Transpacific Industries has confirmed the synergies it is expecting from the proposed merger with Waste Management in an attempt to allay investor concerns.
Australia's Transpacific is offering $8.64 a share in cash to Waste Management shareholders in a deal which has raised debate about the difference between mergers and takeovers.
Under the amalgamation structure the deal needs 75 per cent shareholder support as opposed to the 90 per cent it would have needed under the Takeovers Code.
Rebecca Thomas, ING chief investment officer, said after meeting Transpacific advisers this week she would reluctantly support the deal despite disagreement about the valuation.
"We just don't see the price as being compelling", Thomas said.
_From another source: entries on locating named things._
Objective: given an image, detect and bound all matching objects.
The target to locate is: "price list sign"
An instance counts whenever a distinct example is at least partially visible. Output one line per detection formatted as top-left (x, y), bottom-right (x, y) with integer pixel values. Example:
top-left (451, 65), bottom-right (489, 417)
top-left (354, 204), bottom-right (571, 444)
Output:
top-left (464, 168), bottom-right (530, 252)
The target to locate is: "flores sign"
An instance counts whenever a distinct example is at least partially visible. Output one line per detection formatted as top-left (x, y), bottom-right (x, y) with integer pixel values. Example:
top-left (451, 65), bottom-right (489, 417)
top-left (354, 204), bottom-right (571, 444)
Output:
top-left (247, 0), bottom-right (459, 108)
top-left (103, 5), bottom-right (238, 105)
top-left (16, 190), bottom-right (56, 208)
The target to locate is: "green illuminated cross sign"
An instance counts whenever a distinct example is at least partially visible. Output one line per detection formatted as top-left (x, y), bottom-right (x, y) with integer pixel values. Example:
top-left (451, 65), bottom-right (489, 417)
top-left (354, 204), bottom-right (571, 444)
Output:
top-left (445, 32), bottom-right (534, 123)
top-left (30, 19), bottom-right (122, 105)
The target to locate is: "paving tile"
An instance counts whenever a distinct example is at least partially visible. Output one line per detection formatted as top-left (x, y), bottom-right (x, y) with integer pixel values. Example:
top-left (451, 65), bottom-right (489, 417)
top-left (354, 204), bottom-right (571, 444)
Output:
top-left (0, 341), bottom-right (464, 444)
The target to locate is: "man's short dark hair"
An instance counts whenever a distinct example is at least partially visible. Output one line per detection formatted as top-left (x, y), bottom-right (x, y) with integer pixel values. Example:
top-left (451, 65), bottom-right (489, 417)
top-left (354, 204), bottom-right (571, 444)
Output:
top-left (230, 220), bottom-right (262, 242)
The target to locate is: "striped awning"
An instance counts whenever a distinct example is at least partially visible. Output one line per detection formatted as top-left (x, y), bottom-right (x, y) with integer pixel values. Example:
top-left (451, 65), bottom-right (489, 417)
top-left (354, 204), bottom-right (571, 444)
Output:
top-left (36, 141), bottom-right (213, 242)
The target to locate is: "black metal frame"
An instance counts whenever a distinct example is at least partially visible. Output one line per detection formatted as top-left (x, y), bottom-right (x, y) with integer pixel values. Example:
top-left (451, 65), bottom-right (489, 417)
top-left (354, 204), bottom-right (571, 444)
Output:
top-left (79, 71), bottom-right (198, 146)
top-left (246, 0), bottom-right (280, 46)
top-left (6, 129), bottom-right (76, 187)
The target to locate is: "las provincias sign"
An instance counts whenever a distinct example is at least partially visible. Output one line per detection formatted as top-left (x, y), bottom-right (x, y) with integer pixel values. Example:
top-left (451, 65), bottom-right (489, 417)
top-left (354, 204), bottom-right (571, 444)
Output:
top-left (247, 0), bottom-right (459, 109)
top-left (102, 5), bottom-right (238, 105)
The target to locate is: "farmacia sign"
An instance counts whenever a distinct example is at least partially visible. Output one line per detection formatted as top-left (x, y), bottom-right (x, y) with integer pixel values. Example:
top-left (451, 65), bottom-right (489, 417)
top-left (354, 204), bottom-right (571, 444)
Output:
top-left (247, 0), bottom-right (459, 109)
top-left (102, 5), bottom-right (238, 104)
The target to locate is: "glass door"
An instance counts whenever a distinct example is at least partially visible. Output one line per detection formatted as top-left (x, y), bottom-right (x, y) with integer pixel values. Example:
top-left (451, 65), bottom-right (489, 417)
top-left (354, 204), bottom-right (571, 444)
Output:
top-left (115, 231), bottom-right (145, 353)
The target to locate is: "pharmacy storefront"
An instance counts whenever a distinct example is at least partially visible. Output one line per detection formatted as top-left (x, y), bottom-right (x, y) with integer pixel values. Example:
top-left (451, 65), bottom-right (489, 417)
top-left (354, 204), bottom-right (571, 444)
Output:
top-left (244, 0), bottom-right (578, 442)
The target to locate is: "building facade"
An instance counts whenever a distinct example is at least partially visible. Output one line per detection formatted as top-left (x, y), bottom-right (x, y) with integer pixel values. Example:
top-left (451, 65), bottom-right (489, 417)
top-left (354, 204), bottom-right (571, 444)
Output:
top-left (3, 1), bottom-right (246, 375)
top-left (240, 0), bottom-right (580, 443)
"We've never been able to find a meeting of minds on our view of what a take-out price would be versus the view of the incumbent management who signed up to and effectively gave their recommendation to the offer before any independent report was struck."
The price ING had hoped for was between $9 and $10 a share but Transpacific has consistently said there would be no increase in the offer.
"We will not be making any alternative offer to Waste Management shareholders," Transpacific executive chairman Terry Peabody said.
In response to queries from investors and analysts Transpacific confirmed it expected the merger to generate A$10 million in business improvements and growth and A$20 million of synergies.
The A$10 million in business improvements and growth represented the underlying increase in existing Waste Management earnings for the 2005 financial year annualised into the 2007 full year forecast.
Transpacific said the earnings uplift was consistent with market consensus estimates for Waste Management and the financial forecasts included in the recent Grant Samuel appraisal report.
About half of the A$20 million of potential synergies were from corporate, administrative and operational cost reductions. Transpacific was confident it could achieve most of these savings soon after a completed merger.
The other half of the synergies included savings in transport costs through increased vertical integration and combined marketing programmes, which would take longer to achieve and were more uncertain.
A shareholder meeting to vote on the proposal will be held on May 17.